I am trying to implement a many to many RNN network. I have defined the model and forward prop like below:
def __init__(self, hid_size=100, output_dim):
self.hidden_size = hid_size
self.output_dim = output_dim
self.rnn = nn.LSTM(input_size=4, hidden_size=self.hidden_size, num_layers=1, batch_first=True)
self.fc1 = nn.Linear(self.hidden_size, self.output_dim)
def forward(self, inputs):
outputs = 
rnn_out, _ = self.rnn(inputs)
output = self.fc1(rnn_out[:, -1])
I can set the value of
output_dim while initializing the class and then the value gets fixed. However, in my application, the value of the output dimension keeps changing. I can’t fix the value of
output_dim before hand.
My question is, how can one construct a many-to-many RNN with output dimension that is flexible? I am open to changing the architecture of the model to achieve this functionality. Any help is appreciated.

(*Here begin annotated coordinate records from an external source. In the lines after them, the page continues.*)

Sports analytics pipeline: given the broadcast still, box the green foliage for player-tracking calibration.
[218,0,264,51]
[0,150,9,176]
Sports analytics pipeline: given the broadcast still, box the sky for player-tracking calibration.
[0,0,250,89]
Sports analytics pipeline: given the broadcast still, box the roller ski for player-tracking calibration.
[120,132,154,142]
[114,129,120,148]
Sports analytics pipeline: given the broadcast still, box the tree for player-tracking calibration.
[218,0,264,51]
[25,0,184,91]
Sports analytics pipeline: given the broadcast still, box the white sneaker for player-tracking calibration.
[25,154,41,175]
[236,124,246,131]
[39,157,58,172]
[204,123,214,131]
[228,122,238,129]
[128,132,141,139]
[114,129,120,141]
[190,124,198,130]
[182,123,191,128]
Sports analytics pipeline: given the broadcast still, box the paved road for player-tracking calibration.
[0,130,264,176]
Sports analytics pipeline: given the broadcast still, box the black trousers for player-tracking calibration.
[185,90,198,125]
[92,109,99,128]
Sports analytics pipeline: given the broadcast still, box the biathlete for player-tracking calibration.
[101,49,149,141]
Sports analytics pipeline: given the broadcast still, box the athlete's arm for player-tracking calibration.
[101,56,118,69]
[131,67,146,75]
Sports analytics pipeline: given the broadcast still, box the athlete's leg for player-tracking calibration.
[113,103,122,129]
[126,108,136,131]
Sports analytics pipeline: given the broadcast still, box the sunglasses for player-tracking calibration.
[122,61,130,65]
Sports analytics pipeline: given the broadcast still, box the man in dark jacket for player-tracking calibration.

You need to fix the value of output_dim beforehand so you can make use of the same output weight matrix always (and so that weight updates are informative). The way I would do this is to make a guess at the largest output size you will need (max of training data, 1.5 times that, …?) and then mask the output for smaller target values. This means that you multiply the last k scalars of your output by 0, the ones which you dont need. The specifics of when to mask depend on when you know about your current output size. Simple example: If you already know you have a target tensor of a specific size beforehand, you could do:
max_size = big
for x, y in batches:
mask_last_k = max_size-y.shape[-1]
mask = torch.ones(max_size)
mask[mask_last_k:] = 0
predictions = model(x)
predictions_masked = predictions * mask
loss = loss_fn(predictions_masked, y)
If you actually somehow generate output tensors of different sizes, you can of course also pad the difference up to the required length:
pad_last_k = y.shape[-1] - x.shape[-1]
pad = torch.zeros(max_size)
predictions = model(x)
predictions_padded = torch.cat([predictions, mask], dim=-1)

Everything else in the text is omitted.